08:47 Tuesday 4th March 2014
BBC Radio Cambridgeshire
[P]AUL STAINTON: A brand new type of cycle lane never seen in Cambridge before could be built on two main routes into the city. The County Council wants views on plans to make Huntingdon Road and Hills Road, the busiest cycle routes in the UK, safer for drivers and cyclists. A consultation on the proposals is being launched this morning, and Johnny D has been to find out more.
JOHN DEVINE: Paul, I’m in a very busy part of Cambridge this morning, Huntingdon Road. It’s right near Girton, about two miles from the city centre of Cambridge. But in front of me I’ve got four lanes of traffic that goes down to three. There’s traffic lights in front of me.

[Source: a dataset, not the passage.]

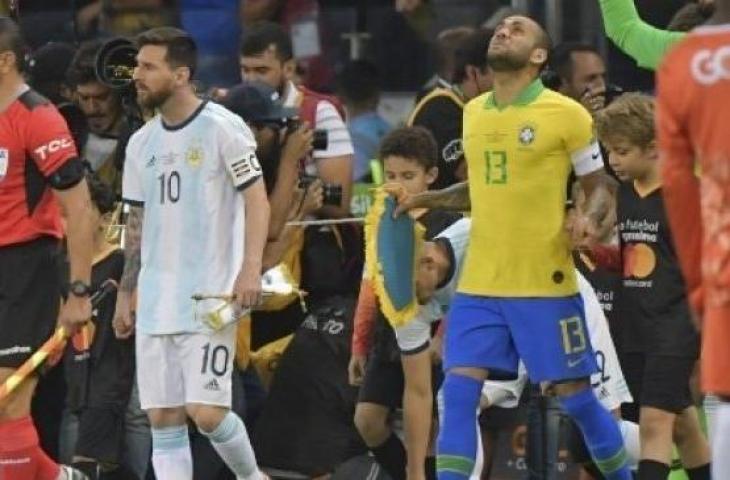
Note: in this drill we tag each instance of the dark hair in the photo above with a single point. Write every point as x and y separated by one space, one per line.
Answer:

There is a cycle lane which is about four foot across, not very wide at all. I’ve got with me Mike Davies, Team Leader for Cycling Projects at Cambridgeshire County Council. So what’s happening today then Mike?
MIKE DAVIES: It’s the launch of our Huntingdon Road cycle land and traffic scheme today.
JOHN DEVINE: And you’ve got a table here, a trestle table set up, volunteers handing out leaflets and information. What’s going on?
MIKE DAVIES: We’re giving out information about the scheme, what we’re proposing, some of the options, talking to people, getting them to respond to our questionnaire and just sort of generally launching the whole thing.
JOHN DEVINE: So why do you want to change things? What’s wrong with the layout as it is Mike?
MIKE DAVIES: Well we know there’s a lot of people who would like to cycle to work. There’s probably 25% of people are at the moment, but there’s another 20% who tell us they don’t like mixing with traffic. They feel unsafe near buses. So we’re looking to put much better facilities in for them, so that those people can ride to work and get to school and move around.
JOHN DEVINE: What are the options? What are you thinking of doing?
MIKE DAVIES: We’ve got three options. The first one is a curbed segregated lane. So you’ve got a bit of kerb between you and the live traffic. The second one is a raised cycle lane, so you’re segregated by level differences. Both of those options are 2.1 metres wide, so that’s seven feet wide, so you can wide side-by-side, or overtake slower riders. Mother could cycle along side with her children for instance. And then the third option is a mixture of both, because one part of the road is very wide, and it narrows down. So we could have a segregated section in the wide bit, and then we could go with the raised option in the narrower bit.
JOHN DEVINE: The segregated idea has never been done in Cambridge before. So why consider it now?
MIKE DAVIES: Well it comes back to this thing about perceived safety. If people have got something between them and the live traffic they feel much safer, and they’re much happier cycling in. So we can get a much broader church of cyclists getting involved and getting on their way to work.
JOHN DEVINE: How about funding this? Are any of the options cheaper than any others?
MIKE DAVIES: They’re all about the same really. It’s not really a money thing. The funding we’ve got is from the Department of Transport, as part of the Cycle City Ambition programme. Cambridge was successful alongside six other cities in getting this money, so it’s really great we’ve got this money to use locally.
JOHN DEVINE: Do we know how much money it is?
MIKE DAVIES: Well the whole pot is £4.1 million, but we’re looking to use about £625.000 on this scheme. We’ve got some other schemes. We’ve also got the same sort of proposals kicking off for Hills Road as well, so all of the details for this and the Hills Road one are on our website, which is www.cambridgeshire.gov.uk/cycling.
JOHN DEVINE: And if your plans go ahead Mike, how far will the actual cycle path go?
MIKE DAVIES: Well for Huntingdon Road, it will go all the way from Girton corner and Girton College through to Oxford Road. And beyond Oxford Road we’ve got an option of perhaps resurfacing the existing lane. So it will take you all the way into Cambridge.